Title: Use of topical tranexamic acid to reduce blood loss and transfusion rates in patients undergoing primary total hip arthroplasty


Mel S Lee is specialized in joint reconstruction and serves as deputy editor of the Formosan Journal of Musculoskeletal Disorders and independent reviewer for peer-reviewed journals such as JOR, JBJS, CORR, J Rheumatology, J Biomechanics, JOSR, etc. He has published more than 100 peer-reviewed articles and 90 symposium papers in the field of joint reconstruction. As a renowned surgeon in his country, he has delivered more than 50 invited speeches and lectures domestically and internationally.

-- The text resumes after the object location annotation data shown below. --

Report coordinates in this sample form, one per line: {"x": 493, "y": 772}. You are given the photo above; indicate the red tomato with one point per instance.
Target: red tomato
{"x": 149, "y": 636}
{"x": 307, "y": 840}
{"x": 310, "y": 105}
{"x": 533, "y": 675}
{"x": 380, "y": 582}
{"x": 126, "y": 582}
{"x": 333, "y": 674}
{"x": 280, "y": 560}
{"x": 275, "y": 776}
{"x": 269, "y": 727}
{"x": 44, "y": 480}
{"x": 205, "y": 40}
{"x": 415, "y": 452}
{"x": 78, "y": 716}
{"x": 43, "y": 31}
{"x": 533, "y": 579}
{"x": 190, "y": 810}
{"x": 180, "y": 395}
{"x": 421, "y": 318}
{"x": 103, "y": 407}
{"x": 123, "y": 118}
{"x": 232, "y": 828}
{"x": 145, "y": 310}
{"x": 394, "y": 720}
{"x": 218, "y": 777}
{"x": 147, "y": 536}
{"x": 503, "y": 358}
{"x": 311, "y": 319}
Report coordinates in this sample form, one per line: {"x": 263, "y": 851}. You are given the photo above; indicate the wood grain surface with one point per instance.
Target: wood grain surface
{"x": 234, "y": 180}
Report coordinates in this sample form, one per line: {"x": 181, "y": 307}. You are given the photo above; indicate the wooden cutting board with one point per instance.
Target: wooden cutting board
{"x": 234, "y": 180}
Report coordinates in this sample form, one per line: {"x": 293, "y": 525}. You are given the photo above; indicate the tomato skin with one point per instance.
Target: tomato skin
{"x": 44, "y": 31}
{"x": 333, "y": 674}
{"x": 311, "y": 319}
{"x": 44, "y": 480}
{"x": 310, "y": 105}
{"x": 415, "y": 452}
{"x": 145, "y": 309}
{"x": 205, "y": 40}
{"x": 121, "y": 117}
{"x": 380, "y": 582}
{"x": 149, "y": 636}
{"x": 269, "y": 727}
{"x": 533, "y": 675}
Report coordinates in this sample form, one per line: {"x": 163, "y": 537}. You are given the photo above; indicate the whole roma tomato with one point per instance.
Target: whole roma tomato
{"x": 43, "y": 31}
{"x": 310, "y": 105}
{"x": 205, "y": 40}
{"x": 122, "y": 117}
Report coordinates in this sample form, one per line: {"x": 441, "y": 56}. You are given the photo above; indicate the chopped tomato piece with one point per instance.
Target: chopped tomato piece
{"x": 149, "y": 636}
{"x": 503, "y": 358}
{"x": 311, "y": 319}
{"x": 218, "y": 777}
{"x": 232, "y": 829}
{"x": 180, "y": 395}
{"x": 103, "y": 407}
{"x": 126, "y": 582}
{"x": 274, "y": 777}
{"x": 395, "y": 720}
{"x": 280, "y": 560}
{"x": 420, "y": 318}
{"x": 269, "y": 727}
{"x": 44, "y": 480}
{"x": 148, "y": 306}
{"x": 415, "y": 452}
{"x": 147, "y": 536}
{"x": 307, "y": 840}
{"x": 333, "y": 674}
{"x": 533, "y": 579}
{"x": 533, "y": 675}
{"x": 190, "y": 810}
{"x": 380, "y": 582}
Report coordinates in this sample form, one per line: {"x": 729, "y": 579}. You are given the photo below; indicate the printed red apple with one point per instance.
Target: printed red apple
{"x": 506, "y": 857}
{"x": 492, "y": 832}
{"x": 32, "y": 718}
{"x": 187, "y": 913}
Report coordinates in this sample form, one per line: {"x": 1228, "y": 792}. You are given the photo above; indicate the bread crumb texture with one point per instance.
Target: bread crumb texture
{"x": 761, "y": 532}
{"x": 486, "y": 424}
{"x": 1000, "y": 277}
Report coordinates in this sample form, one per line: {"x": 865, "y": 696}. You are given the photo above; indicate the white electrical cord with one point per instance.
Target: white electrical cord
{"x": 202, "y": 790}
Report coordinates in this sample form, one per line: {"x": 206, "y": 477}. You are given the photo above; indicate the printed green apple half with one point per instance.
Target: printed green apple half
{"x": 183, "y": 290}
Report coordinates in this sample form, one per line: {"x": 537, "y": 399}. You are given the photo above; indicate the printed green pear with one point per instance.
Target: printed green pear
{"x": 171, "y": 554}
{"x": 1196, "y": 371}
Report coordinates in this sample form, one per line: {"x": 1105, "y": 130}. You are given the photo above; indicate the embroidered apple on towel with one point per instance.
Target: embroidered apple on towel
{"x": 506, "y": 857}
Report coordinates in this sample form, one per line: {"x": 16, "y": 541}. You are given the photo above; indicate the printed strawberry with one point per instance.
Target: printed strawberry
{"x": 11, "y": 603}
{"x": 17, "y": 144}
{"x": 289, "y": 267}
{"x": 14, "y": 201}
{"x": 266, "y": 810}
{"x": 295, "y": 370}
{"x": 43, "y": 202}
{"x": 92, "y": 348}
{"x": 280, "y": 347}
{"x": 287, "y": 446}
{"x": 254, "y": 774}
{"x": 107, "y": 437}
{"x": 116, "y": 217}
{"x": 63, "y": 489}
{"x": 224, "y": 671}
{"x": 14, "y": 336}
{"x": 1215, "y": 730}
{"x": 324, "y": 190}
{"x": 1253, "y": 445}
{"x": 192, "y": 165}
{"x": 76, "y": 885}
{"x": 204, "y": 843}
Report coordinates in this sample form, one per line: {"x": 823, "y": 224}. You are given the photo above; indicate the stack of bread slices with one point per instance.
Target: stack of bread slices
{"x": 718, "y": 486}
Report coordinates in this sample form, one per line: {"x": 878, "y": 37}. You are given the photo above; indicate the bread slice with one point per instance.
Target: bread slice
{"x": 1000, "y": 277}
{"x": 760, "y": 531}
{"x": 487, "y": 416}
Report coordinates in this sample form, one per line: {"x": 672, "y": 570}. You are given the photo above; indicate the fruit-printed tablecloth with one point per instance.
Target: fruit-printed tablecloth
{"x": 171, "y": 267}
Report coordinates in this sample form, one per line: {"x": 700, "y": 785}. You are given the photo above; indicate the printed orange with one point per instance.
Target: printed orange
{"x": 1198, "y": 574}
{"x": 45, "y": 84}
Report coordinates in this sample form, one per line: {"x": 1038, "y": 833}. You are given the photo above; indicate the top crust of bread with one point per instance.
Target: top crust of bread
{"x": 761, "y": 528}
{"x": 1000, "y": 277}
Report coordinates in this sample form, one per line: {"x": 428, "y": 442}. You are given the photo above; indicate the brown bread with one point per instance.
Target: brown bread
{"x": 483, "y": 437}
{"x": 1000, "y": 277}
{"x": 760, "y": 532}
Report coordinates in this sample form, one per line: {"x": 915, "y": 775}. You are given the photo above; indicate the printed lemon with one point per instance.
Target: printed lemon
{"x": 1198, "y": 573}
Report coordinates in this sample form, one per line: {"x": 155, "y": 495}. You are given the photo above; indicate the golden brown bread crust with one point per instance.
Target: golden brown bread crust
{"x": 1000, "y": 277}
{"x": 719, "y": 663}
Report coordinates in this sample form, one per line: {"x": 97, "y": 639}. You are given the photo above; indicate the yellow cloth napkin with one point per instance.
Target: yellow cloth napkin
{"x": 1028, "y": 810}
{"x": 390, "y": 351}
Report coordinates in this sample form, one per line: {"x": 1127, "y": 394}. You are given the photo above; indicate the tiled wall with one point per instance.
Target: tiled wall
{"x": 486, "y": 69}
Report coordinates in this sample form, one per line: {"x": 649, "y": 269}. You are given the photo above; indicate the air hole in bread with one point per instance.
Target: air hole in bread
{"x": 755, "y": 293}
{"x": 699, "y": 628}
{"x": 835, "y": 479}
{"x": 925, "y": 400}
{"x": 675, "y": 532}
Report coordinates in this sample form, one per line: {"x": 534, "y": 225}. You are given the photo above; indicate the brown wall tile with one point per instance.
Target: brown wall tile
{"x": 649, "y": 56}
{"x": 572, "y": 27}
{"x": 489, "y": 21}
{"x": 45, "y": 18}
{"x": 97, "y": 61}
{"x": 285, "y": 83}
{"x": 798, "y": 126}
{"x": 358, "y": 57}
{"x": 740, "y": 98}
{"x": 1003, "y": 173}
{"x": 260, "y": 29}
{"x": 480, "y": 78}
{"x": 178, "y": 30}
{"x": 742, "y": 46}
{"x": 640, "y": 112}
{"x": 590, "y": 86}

Systemic tranexamic acid (TXA) can decrease blood loss and rates of transfusion in patients undergoing total hip arthroplasty (THA). The purpose of this study was to compare the results of blood loss and rates of transfusion among THA patients who did and did not receive treatment with topical TXA. We retrospectively reviewed 135 patients (154 THAs) who received 10 mL of 5% TXA added in a topical cocktail solution during surgery, and 211 patients (234 THAs) who received only the topical cocktail solution. We found that the decrease in Hb was less in the TXA group (1.87±1.10 g/dL) than in the control group (2.2±1.36 g/dL; p=0.01). The estimated blood loss was less in the TXA group (695±499 mL) than in the control group (819±695 mL; p=0.041). These 2 factors led to a significant reduction in transfusion rates for the TXA group (17% as compared to 35% in the control group). Further analysis demonstrated that topical TXA significantly decreased the transfusion rate to 15% in patients with preoperative Hb of more than 12 g/dL, and 27% in patients with preoperative Hb of less than 12 g/dL (from 31% and 60%, respectively). With the exception of 1 non-fatal pulmonary embolism in the control group, there were no major complications in the study cohort. Use of topical TXA in patients undergoing THA reduces postoperative bleeding and decreases blood transfusion rates. No increase in thromboembolic or other complications was identified in patients managed with topical TXA.